John Hersey
HIROSHIMA
PUBLISHERS’ NOTE
ON Monday, August 6th, 1945, a new era in human history opened. After years of intensive research and experiment, conducted in their later stages mainly in America, by scientists of many nationalities, Japanese among them, the forces which hold together the constituent particles of the atom had at last been harnessed to man’s use: and on that day man used them. By a decision of the American military authorities, made, it is said, in defiance of the protests of many of the scientists who had worked on the project, an atomic bomb was dropped on Hiroshima. As a direct result, some 60,000 Japanese men, women and children were killed, and 100,000 injured; and almost the whole of a great seaport, a city of 250,000 people, was destroyed by blast or by fire. As an indirect result, a few days later, Japan acknowledged defeat, and the Second World War came to an end.

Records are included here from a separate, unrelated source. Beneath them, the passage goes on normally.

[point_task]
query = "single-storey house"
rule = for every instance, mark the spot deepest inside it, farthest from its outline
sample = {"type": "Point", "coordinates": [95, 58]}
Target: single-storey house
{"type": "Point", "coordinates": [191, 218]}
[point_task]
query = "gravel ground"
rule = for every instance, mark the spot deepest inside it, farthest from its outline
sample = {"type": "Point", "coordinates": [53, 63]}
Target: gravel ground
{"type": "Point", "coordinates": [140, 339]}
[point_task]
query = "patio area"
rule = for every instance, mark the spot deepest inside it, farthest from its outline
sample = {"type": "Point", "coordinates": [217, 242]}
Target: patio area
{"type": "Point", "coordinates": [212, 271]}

For many months little exact and reliable news about the details of the destruction wrought by the first atomic bomb reached Western readers. Millions of words were written, in Europe and America, explaining the marvellous new powers that science had placed in men’s hands; describing the researches and experiments that had led up to this greatest of all disclosures of Nature’s secrets: discussing the problems for man’s future which the new weapon raised. Argument waxed furious as to the ethics of the bomb: should the Japanese have received advance warning of America’s intention to use it? Should a demonstration bomb have been exploded in the presence of enemy observers in some remote spot where it would do a minimum of damage, as a warning to the Japanese people, before its first serious use? But of the feelings and reactions of the people of Hiroshima to the bomb, nothing, or at least nothing that was not pure imagination, could be written; for nothing was known.